Another example: Imagine that you are trying to decide whether to rent a house which is right next to a nuclear power plant. You're told that the average risk of dying from cancer caused by radiation from the plant is 1 part per million. Is this something to worry about? To answer that question, you might want to look at the average risk of other activities that you're involved in. According to a table in Physics: Concepts and Connections by Art Hobson, the following activities have the SAME average risk of death as living by the power plant for 5 years:

Ionizing Radiation:
one chest X ray
traveling cross-country once by jet
living 1 week in a building
living 5 weeks outdoors

Internal Consumption:
smoking 1.4 cigaretttes
drinking 0.5 liters of wine

Travel:
3 miles by motorcycle
30 miles by car
800 miles by train
1000 miles by commercial airplane

Other:
spending 1 hour in a coal mine (black lung disease)
spending 3 hours in a coal mine (accident)
living 2 days in NY or Boston(air pollution)

Often it's useful to look at a number as a percentage of something else. Just to make sure that everyone is starting off on the same track, let's review what percentages are:

If you say 30% of the American people believe something, that means that, on average, 30 out of 100 people believe something.

If someone tells you that 1 out every 4 Oregonians use a certain kind of toothpaste, you can convert this into a percentage by expressing the fraction 1/4 as a fraction out of 100:

1/4 = 25/100 --> 25 percent

Percentages can be very handy, especially if you don't know the typical numbers for the quantity that you're concerned about. If you're shopping for food and a product says "only X grams" of sodium, fat, or whatever, you should compare that to the % of the RDA. A number that sounds pretty low may turn out to be a large of percentage of what's recommended.
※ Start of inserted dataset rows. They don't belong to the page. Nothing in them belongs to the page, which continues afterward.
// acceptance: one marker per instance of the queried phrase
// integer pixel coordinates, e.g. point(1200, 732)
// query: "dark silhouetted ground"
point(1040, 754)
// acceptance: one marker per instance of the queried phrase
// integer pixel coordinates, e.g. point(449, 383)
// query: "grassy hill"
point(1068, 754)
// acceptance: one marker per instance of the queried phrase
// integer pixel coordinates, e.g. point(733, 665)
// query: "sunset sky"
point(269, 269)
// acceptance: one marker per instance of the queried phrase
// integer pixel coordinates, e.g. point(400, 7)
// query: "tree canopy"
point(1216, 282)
Percentages can be misleading, though. For example, imagine that you read that moving to a particular state will increase your chance of being struck by lightening by 300% (3 times). This is a huge percentage increase, but you probably won't worry too much about it, because the magnitude of the chance that you will be struck by lightning is so small that increasing it by a factor of 3 isn't a big deal. On the other hand, if the report said that your risk of having a heart attack would go up by a factor of 3, you'd probably pay attention, because you know that that's a leading cause of death for men and women. (What you're really interested in is the percentage increase in your overall risk of death.)
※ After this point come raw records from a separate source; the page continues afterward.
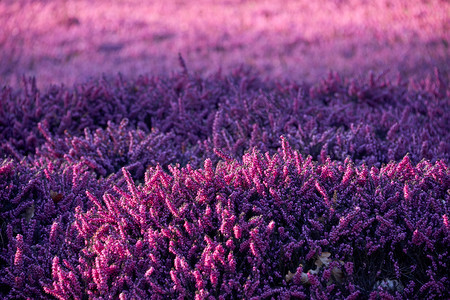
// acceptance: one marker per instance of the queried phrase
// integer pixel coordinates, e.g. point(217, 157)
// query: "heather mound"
point(225, 187)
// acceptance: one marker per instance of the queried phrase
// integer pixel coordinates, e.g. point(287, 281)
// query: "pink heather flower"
point(237, 231)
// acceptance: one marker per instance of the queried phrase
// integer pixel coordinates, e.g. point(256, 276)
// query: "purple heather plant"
point(181, 187)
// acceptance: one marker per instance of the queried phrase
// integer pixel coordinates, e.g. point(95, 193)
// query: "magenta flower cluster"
point(225, 188)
The following is taken from Stephen Carey's "A Beginners Guide to Scientific Metod:"

Correlations:
1. correlation is not causation:

income, age, reading glasses--income does not cause you to require reading glasses
mere correlations-- stock price and the number of people bowling

2. correlation can be positive or negative

above case is positive: as the distance increase, the time to PSU increases
might see a negative correlation between the distance to PSU and the cost of housing (availability of parking!)

Draw on the board a graph of "time to PSU" vs. "distance to PSU" (positive correlation) and a graph of "housing costs" vs. "distance to PSU" (negative correlation)
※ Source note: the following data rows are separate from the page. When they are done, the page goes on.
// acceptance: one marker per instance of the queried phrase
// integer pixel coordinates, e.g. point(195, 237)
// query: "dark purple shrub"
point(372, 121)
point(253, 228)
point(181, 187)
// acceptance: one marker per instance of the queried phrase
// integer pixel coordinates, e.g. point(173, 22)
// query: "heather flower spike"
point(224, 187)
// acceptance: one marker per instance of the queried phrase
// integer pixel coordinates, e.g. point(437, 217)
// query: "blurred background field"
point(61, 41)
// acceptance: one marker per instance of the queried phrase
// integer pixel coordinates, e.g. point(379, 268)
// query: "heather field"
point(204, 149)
3. correlation is rarely perfect

notice outliers in above graph--a student with a good score on the SAT doesn't necessarily have a high GPA

Note that on our graph of time to PSU vs. distance to PSU, we have points off the best fit line. Some people close by may take the bus or walk while someone living far away may have only interstate driving.

there are cases of perfect correlation, however --number of rings on a tree and its age

4. level of effect of a causal factor usualy limited--the fact that smoking is a cause of lung cancer does not mean that everyone who smokes will get lung cancer

5. most effects don't have a single causal factor: matching
In causal experiment, have a control group and a experimental group. (The suspected causal agent is introduced to the experimental group.)Want all other contributing factors to be equally represented in both groups. Sometimes this requires disqualifying some subjects from the experiment (or requiring the factor) to make sure that you have similar subjects in each group. Sometimes disqualify any subject associated with another casual factor. Have to watch out for self-selecting samples: subjects influence the composition of the experimental and control groups (i.e. subjects determine which group they're in). Ex: Professor wants to see the affect of attendance on how much people learn, so he teaches 2 sections of the same class, requiring attendance in one but not the other. If the students find out about the difference between the 2 sections, the less serious students will sign up or switch to the section that doesn't have required attendance.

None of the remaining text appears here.